Investors can buy 7,500 shares for the price of a typical Aston Martin. Aston Martin looks like it will sit at top end of the FTSE 250. Contributor Laith Khalaf, Senior Analyst – Hargreaves Lansdown.
Aston Martin has announced the price range for its forthcoming IPO at between £17.50 and £22.50 per share, which would give the company an equity market value of between £4.02 and £5.07 billion. That would put the company towards the top end of the FTSE 250, making it around the same size as Marks and Spencer, Severn Trent, and Royal Mail.
Based on a mid-price of £20, and an average selling price of Aston Martin’s core models of £150,000 in 2017, that means investors can buy 7,500 shares for the price of a typical Aston Martin vehicle. We expect a high degree of investor interest when shares start trading on the market, over 40,000 retail investors have signed up for updates on Aston Martin through our IPO information service.
Aston Martin looks like it’s going to have a high position on the starting grid when it comes to its FTSE ranking. A £5 billion valuation would put it fender to fender with the likes of Marks & Spencer, Severn Trent and Royal Mail, and sporting perhaps just a touch more glamour to boot. That’s assuming it ticks all the necessary boxes to make it into FTSE Russell’s UK indices of course.
Aston Martin has a chequered past, having gone bust seven times in its 105 year history, though recent performance seems to be turning a corner. The luxury car maker is looking to ramp up production, expanding into the SUV market and building its presence in China.
The key to success will be increasing the number of models on the road while maintaining the exclusivity of the brand. On that front, having the world’s most famous fictional spy as a brand ambassador is an asset most marketing departments can only dream of.

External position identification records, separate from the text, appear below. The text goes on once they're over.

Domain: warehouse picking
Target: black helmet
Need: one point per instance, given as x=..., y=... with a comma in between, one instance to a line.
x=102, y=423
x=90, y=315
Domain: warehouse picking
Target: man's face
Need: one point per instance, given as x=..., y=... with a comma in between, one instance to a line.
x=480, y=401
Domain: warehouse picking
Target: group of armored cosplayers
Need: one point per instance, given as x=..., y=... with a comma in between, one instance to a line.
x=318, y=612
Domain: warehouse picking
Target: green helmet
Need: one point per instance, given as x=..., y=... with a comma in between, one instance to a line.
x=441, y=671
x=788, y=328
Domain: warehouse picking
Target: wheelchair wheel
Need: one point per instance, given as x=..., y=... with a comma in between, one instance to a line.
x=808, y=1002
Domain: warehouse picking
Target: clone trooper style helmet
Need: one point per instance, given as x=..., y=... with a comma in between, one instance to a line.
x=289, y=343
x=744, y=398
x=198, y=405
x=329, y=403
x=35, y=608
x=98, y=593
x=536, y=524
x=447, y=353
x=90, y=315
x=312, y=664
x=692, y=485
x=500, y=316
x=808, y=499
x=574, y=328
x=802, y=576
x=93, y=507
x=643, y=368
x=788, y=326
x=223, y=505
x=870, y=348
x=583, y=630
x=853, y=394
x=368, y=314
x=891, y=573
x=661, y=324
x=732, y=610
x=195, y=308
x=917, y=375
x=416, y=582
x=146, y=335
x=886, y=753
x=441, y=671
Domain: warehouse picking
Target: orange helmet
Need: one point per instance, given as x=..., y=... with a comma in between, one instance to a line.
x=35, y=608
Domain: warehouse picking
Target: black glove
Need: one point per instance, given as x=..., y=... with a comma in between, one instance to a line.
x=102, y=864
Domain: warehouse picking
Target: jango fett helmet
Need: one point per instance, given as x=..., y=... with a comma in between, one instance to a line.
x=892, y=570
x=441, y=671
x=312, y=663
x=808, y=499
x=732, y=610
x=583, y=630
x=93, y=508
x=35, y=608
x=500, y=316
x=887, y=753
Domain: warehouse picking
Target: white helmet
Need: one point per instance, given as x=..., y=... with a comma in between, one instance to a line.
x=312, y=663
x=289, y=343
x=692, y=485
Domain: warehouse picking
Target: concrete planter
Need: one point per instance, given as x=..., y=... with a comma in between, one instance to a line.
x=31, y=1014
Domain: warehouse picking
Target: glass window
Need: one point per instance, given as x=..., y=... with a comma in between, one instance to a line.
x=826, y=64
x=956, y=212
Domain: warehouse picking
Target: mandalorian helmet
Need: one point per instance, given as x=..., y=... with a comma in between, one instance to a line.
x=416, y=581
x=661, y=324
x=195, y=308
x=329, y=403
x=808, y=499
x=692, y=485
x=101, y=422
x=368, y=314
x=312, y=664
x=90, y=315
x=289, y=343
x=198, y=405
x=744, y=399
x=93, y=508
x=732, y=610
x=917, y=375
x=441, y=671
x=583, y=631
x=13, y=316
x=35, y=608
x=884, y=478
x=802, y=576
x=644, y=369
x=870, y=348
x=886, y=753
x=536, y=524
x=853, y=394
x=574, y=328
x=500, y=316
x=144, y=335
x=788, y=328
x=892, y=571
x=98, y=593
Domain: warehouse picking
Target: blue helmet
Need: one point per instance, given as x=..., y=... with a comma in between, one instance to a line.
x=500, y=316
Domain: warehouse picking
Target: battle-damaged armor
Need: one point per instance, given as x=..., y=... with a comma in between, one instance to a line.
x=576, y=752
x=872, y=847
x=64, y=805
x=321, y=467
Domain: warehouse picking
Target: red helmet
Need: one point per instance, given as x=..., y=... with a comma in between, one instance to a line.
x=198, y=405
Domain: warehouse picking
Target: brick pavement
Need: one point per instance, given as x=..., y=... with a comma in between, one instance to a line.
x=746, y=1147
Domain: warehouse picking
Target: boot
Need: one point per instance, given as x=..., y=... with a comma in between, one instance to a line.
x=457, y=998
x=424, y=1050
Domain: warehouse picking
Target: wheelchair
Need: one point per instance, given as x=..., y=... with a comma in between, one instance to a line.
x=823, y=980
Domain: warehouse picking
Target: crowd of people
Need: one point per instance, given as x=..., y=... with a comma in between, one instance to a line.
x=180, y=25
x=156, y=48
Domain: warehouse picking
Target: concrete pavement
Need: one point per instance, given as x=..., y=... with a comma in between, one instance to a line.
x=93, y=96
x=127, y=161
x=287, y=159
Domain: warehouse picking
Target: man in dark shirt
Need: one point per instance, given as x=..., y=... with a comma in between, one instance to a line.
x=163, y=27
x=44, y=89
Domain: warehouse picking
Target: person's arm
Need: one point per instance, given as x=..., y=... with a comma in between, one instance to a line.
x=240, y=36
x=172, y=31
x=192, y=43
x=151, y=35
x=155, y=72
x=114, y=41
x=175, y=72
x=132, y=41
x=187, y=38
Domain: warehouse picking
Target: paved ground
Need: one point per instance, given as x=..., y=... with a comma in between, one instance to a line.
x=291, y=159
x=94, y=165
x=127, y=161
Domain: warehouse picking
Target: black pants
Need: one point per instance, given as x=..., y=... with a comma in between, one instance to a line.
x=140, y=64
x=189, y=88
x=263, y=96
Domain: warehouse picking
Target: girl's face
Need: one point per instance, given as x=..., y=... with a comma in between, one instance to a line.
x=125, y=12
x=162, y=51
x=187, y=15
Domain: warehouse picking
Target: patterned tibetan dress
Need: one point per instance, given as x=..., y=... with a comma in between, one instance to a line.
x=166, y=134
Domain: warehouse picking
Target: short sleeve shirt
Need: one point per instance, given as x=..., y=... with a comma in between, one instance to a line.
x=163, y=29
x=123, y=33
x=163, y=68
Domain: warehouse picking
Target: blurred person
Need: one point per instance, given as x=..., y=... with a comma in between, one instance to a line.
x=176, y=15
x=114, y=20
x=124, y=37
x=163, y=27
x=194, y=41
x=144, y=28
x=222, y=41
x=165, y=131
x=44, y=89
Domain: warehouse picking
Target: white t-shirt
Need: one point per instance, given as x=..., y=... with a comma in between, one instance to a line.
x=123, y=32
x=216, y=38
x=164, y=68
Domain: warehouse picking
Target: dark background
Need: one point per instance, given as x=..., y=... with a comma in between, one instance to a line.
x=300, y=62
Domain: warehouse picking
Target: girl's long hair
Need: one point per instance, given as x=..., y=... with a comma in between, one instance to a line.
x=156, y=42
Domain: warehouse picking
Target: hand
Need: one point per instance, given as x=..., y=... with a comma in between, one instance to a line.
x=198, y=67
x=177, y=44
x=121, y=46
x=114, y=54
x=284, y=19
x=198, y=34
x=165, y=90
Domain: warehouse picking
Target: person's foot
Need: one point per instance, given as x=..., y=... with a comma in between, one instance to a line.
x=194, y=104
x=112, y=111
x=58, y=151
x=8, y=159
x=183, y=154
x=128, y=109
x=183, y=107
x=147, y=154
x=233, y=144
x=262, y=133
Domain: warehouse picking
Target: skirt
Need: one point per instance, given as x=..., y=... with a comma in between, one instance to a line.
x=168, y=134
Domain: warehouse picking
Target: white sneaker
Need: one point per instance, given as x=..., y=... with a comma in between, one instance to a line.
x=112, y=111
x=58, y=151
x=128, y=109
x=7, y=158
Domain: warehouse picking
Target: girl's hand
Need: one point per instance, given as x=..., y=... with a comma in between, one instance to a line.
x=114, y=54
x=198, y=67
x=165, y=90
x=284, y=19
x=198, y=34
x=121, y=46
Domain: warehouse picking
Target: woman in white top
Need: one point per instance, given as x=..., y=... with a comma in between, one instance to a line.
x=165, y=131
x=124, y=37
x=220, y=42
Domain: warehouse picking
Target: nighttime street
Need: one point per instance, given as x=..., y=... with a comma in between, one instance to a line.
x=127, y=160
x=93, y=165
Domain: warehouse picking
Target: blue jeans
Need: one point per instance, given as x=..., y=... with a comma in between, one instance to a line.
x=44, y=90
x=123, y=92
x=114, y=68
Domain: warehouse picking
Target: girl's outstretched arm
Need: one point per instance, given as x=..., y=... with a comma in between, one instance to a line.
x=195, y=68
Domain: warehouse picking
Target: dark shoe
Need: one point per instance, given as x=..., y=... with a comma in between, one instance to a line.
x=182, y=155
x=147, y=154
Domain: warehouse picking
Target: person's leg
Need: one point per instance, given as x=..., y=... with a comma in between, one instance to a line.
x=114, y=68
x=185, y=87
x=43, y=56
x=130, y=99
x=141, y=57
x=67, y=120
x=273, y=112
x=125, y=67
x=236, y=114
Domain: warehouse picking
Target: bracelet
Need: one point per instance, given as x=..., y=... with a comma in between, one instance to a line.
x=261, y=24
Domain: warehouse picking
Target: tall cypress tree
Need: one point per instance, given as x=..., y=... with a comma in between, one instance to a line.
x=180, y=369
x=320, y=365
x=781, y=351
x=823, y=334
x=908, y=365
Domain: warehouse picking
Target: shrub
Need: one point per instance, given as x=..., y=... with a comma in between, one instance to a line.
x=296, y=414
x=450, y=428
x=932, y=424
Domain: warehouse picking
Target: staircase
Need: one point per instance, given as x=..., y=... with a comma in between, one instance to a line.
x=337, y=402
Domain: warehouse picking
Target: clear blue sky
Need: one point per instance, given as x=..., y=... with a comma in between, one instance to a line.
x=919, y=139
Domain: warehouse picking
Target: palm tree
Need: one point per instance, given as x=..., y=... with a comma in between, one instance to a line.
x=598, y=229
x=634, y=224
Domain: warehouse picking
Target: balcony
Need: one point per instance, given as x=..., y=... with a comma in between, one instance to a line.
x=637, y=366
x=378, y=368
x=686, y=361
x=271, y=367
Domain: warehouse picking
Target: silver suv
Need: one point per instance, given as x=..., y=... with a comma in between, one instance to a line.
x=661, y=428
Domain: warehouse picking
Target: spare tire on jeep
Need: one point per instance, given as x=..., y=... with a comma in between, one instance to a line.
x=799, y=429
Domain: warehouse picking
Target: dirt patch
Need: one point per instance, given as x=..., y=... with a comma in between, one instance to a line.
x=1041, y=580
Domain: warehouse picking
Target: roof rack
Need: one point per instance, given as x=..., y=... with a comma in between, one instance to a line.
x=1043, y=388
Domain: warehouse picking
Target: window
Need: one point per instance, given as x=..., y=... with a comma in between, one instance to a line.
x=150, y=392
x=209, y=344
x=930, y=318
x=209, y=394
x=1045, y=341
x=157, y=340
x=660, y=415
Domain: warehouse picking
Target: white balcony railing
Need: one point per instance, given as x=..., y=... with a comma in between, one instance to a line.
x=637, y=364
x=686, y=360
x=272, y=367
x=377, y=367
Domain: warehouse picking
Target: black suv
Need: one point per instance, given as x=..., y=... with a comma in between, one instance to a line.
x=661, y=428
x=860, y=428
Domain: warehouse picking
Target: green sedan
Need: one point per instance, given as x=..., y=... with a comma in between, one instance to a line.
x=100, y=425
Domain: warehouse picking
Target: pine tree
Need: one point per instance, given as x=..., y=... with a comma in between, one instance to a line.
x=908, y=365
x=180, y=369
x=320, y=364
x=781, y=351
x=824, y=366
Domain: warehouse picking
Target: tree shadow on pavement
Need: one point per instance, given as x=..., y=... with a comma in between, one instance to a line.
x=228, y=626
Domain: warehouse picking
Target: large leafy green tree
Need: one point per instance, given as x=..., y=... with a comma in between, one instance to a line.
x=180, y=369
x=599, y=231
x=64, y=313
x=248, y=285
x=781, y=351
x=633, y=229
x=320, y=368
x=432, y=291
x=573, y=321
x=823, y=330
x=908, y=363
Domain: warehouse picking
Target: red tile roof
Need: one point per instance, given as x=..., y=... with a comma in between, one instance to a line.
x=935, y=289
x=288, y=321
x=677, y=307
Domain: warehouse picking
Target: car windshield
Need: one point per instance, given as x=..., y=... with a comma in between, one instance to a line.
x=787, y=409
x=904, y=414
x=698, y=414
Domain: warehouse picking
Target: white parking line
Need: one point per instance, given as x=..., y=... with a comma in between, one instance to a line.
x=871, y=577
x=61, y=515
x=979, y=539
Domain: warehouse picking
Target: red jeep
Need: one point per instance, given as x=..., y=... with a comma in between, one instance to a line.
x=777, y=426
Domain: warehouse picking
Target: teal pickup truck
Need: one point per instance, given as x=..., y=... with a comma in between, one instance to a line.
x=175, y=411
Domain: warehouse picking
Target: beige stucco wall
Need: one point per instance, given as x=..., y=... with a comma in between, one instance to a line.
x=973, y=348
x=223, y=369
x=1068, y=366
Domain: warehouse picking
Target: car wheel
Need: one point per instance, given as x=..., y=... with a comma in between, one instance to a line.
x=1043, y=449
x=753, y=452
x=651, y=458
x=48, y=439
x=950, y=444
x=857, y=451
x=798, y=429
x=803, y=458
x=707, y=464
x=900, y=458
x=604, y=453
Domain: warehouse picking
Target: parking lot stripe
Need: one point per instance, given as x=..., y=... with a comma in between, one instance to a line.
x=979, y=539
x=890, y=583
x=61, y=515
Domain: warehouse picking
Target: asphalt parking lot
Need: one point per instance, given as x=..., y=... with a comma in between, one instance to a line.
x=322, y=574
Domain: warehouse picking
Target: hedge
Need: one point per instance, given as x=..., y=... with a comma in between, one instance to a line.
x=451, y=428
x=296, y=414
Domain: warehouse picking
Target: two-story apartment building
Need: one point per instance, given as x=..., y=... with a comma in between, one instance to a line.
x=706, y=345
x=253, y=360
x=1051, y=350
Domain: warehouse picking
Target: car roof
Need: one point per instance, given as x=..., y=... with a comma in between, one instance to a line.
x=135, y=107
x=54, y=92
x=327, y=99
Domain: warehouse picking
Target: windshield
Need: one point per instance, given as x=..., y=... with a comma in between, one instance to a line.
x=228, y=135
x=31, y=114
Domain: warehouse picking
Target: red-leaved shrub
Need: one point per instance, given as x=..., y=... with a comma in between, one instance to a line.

Investors will be able to buy around 7,500 shares for the typical price of an Aston Martin, and unlike a luxury car those shares can be stored in a pension or ISA, rather than a garage, for safekeeping. Unfortunately private investors won’t be able to participate in the IPO, but they will be able to buy shares on the market when they start trading in early October.
It’s important for potential investors to concentrate on the company’s long term financial prospects and not to get carried away by the brand however. That means having a thorough read of all relevant information the company is producing as part of its float, and only investing if they are happy with all the risks involved.
When Ferrari listed on the stock market is was priced at $52 per share. The share price faltered in the first five months, falling by around 38 percent. It has since rallied to around $135, though this serves to highlight that just because a well-known brand launches on the market, share price movement on flotation is always a two way street.’